Último exemplo reside na Cerâmica Brennand, de Recife, de igual fama Internacional, espelhada no site que retrata parte da sua obra, exibida no espaço da Oficina Francisco Brennand, na capital pernambucana, para deleite dos seus visitantes presenciais ou virtuais (https://ceramicabrennand.com/ ).
Então o fato de não constar da lei brasileira de direito autoral a referência a azulejos não impede a sua proteção legal.
O mesmo se aplica a arranjos florais de conteúdo que retrate identidade de imóvel ou instituição, pois representam obra de arte efêmera e, apesar de não mencionados expressamente pela lei, se enquadram nos projetos de paisagismo e decoração de interiores.

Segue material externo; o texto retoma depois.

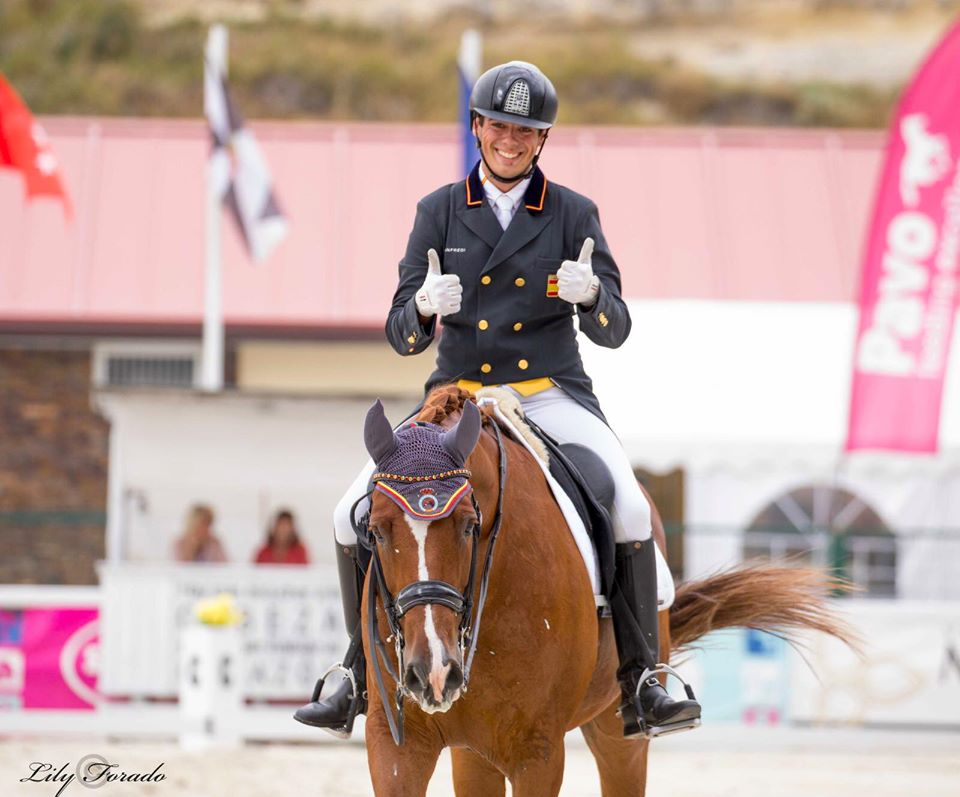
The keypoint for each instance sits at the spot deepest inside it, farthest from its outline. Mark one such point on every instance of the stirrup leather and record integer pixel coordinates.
(345, 731)
(648, 731)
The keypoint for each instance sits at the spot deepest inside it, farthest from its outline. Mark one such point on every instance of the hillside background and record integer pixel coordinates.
(720, 62)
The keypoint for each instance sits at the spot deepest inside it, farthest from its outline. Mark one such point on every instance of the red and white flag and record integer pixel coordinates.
(909, 284)
(24, 146)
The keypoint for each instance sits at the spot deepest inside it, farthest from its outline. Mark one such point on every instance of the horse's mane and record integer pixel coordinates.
(443, 402)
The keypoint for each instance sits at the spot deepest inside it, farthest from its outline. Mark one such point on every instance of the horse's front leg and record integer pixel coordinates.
(401, 771)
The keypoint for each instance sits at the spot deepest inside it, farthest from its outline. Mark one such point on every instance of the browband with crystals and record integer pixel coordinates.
(395, 477)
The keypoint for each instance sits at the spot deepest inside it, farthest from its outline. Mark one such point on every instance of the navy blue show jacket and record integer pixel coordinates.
(511, 325)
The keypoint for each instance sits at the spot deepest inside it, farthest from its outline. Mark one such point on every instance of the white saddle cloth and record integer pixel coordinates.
(665, 586)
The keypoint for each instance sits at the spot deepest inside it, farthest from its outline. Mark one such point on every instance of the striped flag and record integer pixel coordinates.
(24, 146)
(468, 69)
(240, 177)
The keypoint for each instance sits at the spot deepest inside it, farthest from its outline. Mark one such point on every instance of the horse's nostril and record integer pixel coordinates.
(454, 679)
(416, 678)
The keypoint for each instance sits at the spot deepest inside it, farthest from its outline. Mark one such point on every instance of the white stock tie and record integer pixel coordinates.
(504, 210)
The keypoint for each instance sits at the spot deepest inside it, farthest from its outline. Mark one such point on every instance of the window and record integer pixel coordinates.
(827, 526)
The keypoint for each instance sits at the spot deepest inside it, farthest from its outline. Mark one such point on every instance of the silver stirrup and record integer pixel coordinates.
(338, 667)
(653, 731)
(666, 669)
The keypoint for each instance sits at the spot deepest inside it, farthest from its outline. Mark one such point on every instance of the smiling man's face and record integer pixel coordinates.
(507, 148)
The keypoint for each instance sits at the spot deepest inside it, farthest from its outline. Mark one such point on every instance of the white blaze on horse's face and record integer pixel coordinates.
(441, 659)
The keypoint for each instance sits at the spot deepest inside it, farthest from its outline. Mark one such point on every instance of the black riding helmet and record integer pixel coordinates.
(515, 92)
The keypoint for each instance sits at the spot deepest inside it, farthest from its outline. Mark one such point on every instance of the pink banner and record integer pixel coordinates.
(909, 292)
(48, 658)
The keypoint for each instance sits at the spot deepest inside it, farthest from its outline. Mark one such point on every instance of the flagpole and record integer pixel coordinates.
(468, 66)
(213, 335)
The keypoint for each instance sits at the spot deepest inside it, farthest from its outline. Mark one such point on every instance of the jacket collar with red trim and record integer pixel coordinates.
(533, 198)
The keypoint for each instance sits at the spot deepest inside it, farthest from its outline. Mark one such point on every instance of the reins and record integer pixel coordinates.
(426, 593)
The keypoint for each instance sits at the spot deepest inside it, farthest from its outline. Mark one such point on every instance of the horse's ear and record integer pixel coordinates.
(462, 438)
(378, 435)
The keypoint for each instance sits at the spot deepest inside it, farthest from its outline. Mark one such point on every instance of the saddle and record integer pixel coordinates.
(586, 480)
(579, 472)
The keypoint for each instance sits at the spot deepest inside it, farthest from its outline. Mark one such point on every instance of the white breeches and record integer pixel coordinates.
(567, 422)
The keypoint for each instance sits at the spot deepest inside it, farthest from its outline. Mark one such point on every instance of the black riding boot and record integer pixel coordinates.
(646, 709)
(336, 711)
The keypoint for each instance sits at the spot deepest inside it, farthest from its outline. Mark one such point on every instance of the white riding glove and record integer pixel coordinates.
(576, 282)
(440, 293)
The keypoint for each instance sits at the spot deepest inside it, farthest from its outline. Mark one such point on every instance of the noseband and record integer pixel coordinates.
(428, 592)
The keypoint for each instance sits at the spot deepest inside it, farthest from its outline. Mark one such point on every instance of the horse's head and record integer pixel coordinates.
(424, 537)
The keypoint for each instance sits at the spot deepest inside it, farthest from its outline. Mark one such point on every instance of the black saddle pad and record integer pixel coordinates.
(587, 480)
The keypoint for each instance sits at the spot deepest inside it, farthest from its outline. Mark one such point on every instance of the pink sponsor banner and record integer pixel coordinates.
(909, 291)
(48, 658)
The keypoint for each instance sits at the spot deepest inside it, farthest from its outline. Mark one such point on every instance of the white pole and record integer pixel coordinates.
(471, 54)
(212, 376)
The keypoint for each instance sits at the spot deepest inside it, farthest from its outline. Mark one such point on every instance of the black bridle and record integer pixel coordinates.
(425, 593)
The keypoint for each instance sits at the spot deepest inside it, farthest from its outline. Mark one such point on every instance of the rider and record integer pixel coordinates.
(507, 260)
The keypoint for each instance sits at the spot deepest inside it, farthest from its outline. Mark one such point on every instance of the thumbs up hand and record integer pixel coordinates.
(576, 282)
(440, 293)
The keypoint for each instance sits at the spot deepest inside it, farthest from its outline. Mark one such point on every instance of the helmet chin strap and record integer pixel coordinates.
(533, 164)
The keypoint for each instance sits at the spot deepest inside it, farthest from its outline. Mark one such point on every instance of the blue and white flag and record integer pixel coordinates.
(240, 176)
(468, 69)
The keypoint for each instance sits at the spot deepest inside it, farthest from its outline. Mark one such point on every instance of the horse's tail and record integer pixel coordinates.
(781, 600)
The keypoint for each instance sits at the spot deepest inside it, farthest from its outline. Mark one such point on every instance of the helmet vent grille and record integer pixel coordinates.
(518, 99)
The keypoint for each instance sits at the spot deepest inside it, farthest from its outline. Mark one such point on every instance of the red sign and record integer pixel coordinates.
(49, 658)
(909, 290)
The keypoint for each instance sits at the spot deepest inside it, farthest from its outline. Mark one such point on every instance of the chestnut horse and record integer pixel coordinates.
(544, 662)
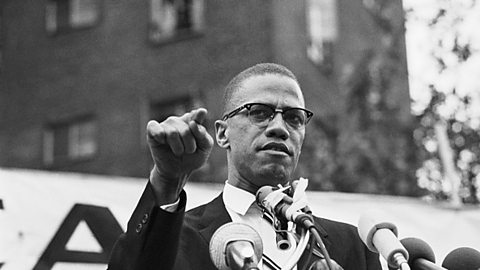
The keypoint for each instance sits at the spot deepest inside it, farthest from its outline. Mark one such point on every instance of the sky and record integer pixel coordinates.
(462, 18)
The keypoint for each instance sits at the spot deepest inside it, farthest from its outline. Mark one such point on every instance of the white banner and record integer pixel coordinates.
(70, 221)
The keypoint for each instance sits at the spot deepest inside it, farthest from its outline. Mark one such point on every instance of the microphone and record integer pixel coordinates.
(421, 256)
(236, 246)
(277, 203)
(381, 237)
(463, 258)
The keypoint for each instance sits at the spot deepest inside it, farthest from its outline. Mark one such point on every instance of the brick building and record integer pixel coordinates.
(81, 78)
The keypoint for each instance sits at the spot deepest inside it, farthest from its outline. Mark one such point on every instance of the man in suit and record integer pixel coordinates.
(262, 131)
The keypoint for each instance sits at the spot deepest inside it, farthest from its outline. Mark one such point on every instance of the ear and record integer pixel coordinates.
(221, 134)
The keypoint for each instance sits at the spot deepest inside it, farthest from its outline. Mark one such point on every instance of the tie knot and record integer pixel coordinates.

Muito significativamente, Tim Ingold reflete que “ a paisagem é um arranjo de características relacionadas” (A temporalidade da Paisagem, in A unidade múltipla: ensaios sobre a paisagem. Altamiro Sergio Mol Bessa, organizador, 1ª edição, janeiro de 2021, Programa de Pós-graduação em Arquitetura e Urbanismo, Escola de Arquitetura | Universidade Federal de Minas Gerais, in https://sites.arq.ufmg.br/posgraduacao/arquiteturaeurbanismo/wp-content/uploads/2021/03/A-Unidade-mu%CC%81ltipla.-Ensaios-sobre-a-paisagem-.pdf ).
Os arranjos florais são espécies do gênero obra efêmera, e gozam de proteção como as esculturas de areia, de gelo, os fogos de artifício e as performances. Da mesma forma, os azulejos não são mencionados na lei brasileira, mas recebem proteção do direito autoral.